Assessment of BMI is clinically relevant for several reasons. The Ann Arbor staging system includes BMI as a criterion for the highest clinical stage (stage IV) of DLBCL, while the International Prognostic Index (IPI) [6] uses it to stratify patients. In addition, the presence or absence of BMI might affect treatment strategy and can be used to monitor treatment effects. In PET/CT-based staging, DLBCL is listed as FDG-avid disease subtype alongside Hodgkin lymphoma [5], making PET/CT scanning useful in this patient group. This fact notwithstanding, prognostic indices such as IPI use BMB results as a measure of BMI.
The main advantage of BMB is the acquisition of histological specimen. Positive BMB is a definitive confirmation of BMI.4 In cases of positive BMB, discrimination of discordant or concordant involvement is also possible. Nevertheless, BMB is an invasive procedure associated with pain and stress.4 In addition, focal involvement detected by PET/CT scan can be missed by BMB. Due to required decalcification, BMB-based diagnosis is time-consuming. Although PET/CT allows to non-invasively surveil the entire bone marrow, it is associated with high risk of false-positive and/or false-negative results. This study examined whether PET/CT alone is enough in evaluating BMI in patients with DLBCL.
Materials and methods
This study was approved by the Medical Ethics Committee at St. Marianna University School of Medicine. While previous reports discussing the role of PET/CT and BMB as staging tools in patients with untreated DLBCL have used data based on medical records, here we performed a systematic review, for whom a radiologist (T.K.) and a hematopathologist (N.N.), both from external institutions, separately performed blind reviews. Both reviewers had been informed about the purpose of this study and blinded to each other’s and initial PET/CT and BMB findings. Pathological review was performed using specimens stained by hematoxylin–eosin and CD20 in all cases. Bone marrow invasion was reported if at least a cluster of large-sized lymphocytes with CD20 expression, excluding reactive lymph follicles, was present. We did not refer to the results of BM smear, flow cytometry, and cytogenetic analysis in this study.

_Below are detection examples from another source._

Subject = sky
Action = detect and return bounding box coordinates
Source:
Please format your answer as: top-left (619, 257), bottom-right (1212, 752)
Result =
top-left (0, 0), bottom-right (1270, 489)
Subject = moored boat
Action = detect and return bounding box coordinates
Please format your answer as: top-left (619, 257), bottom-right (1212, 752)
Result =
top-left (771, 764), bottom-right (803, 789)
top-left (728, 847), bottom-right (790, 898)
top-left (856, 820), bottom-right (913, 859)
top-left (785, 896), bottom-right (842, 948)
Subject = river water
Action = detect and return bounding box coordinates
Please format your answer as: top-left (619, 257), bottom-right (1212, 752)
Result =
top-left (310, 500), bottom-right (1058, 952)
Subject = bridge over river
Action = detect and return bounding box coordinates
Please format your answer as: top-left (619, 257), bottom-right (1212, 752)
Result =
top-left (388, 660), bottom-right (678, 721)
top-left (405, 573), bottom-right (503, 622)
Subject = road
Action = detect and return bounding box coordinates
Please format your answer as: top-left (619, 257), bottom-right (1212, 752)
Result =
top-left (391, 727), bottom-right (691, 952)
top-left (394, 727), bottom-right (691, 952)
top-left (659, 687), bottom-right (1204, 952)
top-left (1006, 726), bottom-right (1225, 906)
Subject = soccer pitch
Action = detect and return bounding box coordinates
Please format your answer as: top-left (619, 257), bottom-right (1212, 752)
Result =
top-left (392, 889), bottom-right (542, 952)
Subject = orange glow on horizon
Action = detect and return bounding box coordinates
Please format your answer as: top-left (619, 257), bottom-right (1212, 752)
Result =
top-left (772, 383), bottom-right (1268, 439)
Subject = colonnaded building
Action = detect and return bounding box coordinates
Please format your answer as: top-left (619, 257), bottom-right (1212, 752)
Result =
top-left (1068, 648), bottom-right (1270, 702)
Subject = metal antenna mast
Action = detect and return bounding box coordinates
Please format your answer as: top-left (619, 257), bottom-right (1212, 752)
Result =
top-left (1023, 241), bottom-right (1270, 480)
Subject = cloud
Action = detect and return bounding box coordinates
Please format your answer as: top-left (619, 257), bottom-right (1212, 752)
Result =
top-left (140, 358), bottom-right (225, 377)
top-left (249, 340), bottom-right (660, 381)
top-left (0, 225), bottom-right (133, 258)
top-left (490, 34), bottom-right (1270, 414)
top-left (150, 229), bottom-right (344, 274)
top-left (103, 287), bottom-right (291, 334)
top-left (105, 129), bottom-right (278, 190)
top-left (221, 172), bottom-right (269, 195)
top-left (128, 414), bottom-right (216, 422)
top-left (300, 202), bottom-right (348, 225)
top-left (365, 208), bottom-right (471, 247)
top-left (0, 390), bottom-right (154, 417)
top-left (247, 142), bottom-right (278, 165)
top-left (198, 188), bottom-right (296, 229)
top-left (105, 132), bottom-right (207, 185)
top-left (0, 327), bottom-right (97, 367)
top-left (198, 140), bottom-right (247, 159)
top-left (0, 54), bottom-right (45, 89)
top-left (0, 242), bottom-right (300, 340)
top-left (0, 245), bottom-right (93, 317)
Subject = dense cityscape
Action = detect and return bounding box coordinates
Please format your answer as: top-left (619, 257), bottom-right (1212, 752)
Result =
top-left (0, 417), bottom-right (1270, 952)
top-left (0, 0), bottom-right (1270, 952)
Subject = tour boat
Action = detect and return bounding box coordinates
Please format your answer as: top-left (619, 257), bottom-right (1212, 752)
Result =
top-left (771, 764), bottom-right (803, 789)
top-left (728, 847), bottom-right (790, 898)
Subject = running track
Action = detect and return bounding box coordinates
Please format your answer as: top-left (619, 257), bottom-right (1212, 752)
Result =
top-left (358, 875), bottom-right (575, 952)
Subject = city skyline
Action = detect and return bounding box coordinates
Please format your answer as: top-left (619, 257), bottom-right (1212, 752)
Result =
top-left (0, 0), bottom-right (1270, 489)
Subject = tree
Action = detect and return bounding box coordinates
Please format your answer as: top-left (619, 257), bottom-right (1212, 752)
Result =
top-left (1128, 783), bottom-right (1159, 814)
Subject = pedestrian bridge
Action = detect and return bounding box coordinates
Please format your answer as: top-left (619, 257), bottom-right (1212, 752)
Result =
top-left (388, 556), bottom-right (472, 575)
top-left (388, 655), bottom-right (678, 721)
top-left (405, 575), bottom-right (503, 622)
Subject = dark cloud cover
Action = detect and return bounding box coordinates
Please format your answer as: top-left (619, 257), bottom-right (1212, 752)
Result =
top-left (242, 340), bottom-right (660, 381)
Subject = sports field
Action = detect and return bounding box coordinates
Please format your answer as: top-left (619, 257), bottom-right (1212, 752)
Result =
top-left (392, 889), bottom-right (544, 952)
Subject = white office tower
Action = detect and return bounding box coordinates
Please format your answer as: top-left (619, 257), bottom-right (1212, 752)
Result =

The subjects of this retrospective study were consecutive patients with DLBCL newly diagnosed at our institution (2008–2017) and staged with both PET/CT and BMB before initiation of treatment. Patients who underwent PET/CT at a single center (YUAI Clinic, Yokohama) were included. BMB was performed from a single side of the iliac crest. We excluded cases in which BMB specimens were qualitatively and/or quantitatively insufficient to determine the presence or absence of BMI. In addition, we excluded patients whose diagnostic specimens included a nodular growth pattern consistent with follicular lymphoma. In PET/CT-based assessment, cases with a score of 4 or 5 on the Deauville criteria for the bone marrow were classified as positive [5]. BMB-confirmed BMI was used as reference; involvement type was classified as either concordant or discordant. Concordant involvement was defined as marrow involvement with DLBCL, while discordant involvement was assigned when a diagnosis of small B-cell lymphoma would be made if the bone marrow was reviewed in isolation [3]. Most patients in our study were treated by both rituximab and Adriamycin-containing chemoimmunotherapy such as R-CHOP (Rituximab, Cyclophosphamide, Doxorubicin, Vincristine, and Prednisolone) regimen (intensive regimen) with curative intent.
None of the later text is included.